Benim ikinci olarak çok heyecanla beklediğim de Petro-Alya ilişkisi. Zincirleme gerginlikleri Barones’in after party fikri dağıttı çok şükür. İstanbul’un gece hayatı o zaman da hareketliymiş. Borudan bira içen erasmusların yerine üniformalı işgal kuvveti askerleri varmış hem.

Vtina’yı çok sevsem de insan ne oldum değil ne olacağım demeliymiş.
 
Reunion’un tamamlanması için bir tek Valentina eksik kaldı. Kibirli Vtina, başına gelenlerden sonra pes etmiş, burnu büyüklük falan kalmamış görüldüğü üzere. Konstantin kesin öldü de, anneleri ile Nina’ya ne oldu bilmiyoruz ama çok merak ediyoruz. Vtina’yı hasta ve yalnız gördükçe içim parçalandı. Şura ile bir an önce kavuşmalarını istiyorum, kendimi o sahneye çok iyi hazırladım. İlk saniyesinden itibaren ağlayacağım. Bilen bilir, Valentina bu hikayede benim kalemim olan bir karakter. Bir an önce İstanbul’da özel bir grup olarak takılan Şura, Kurt Seyit, Petro ve Barones Lola’ya katılmasını istiyorum. Güzide eski bir outsider olarak İstanbul’da gruba dahil olur; Alya ve Ayşe ise ‘new girl’ statüsünden içeri sızarlar ama Alya kalıcı dostluklar kurar, Ayşe’nin adam meraklısı olması barınamamasına sebep olur. Çağlar Ertuğrul’un hayat verdiği Yusuf da ‘new guy’ olur. Ben aslında Çağlar Ertuğrul’un bu tiple yılan mı yılan bir İngiliz komutanı olacağını düşünmüştüm diziye katıldığını duyunca ama bu yeni imajı ile işgal altındaki İstanbul’daki kemancı tipini yakalamış. Yusuf dahil olunca erkekler nasıl gözükecek bilmiyorum ama Kurt Seyit, Celil ve Petro tarih dersinde konusu geçerken zihnimde beliren Jön Türkler imgelerinin tam karşılıkları, bunu söylemeden geçemeyecektim!

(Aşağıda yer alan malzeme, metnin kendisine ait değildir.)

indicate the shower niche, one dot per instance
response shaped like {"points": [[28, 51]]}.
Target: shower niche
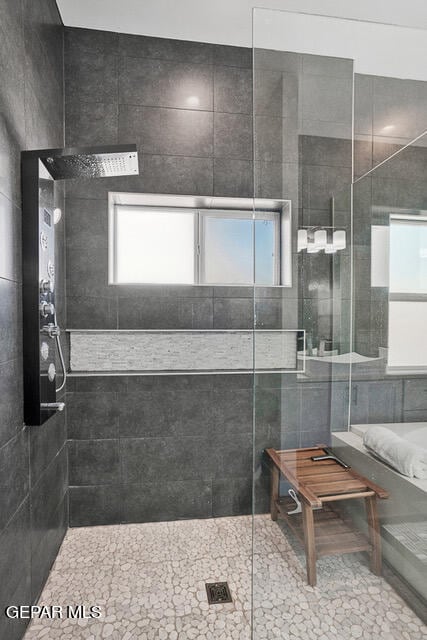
{"points": [[44, 364]]}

Yazar ile Vtina’nın konuşması ile bitirdik bölümü. Narrator olayının tadını biraz daha hissetmek istiyorum aslında. Daha çok konuşmalı değil de, Yaprak Dökümü’ndeki Fikret gibi olabilir. Böyle sanki bölümün içinde değilmiş gibi durmuş. Kurt Seyit ve Şura İstanbul, yeni cepheleriyle hikayesini oturttu artık. Yüzünde nur olmayan Zahide aklıma bile gelmiyor. Ancak biraz insaflıysanız Osman’ın vuruluşunu hatırlatıp durmayın, unutmaya çalışıyoruz!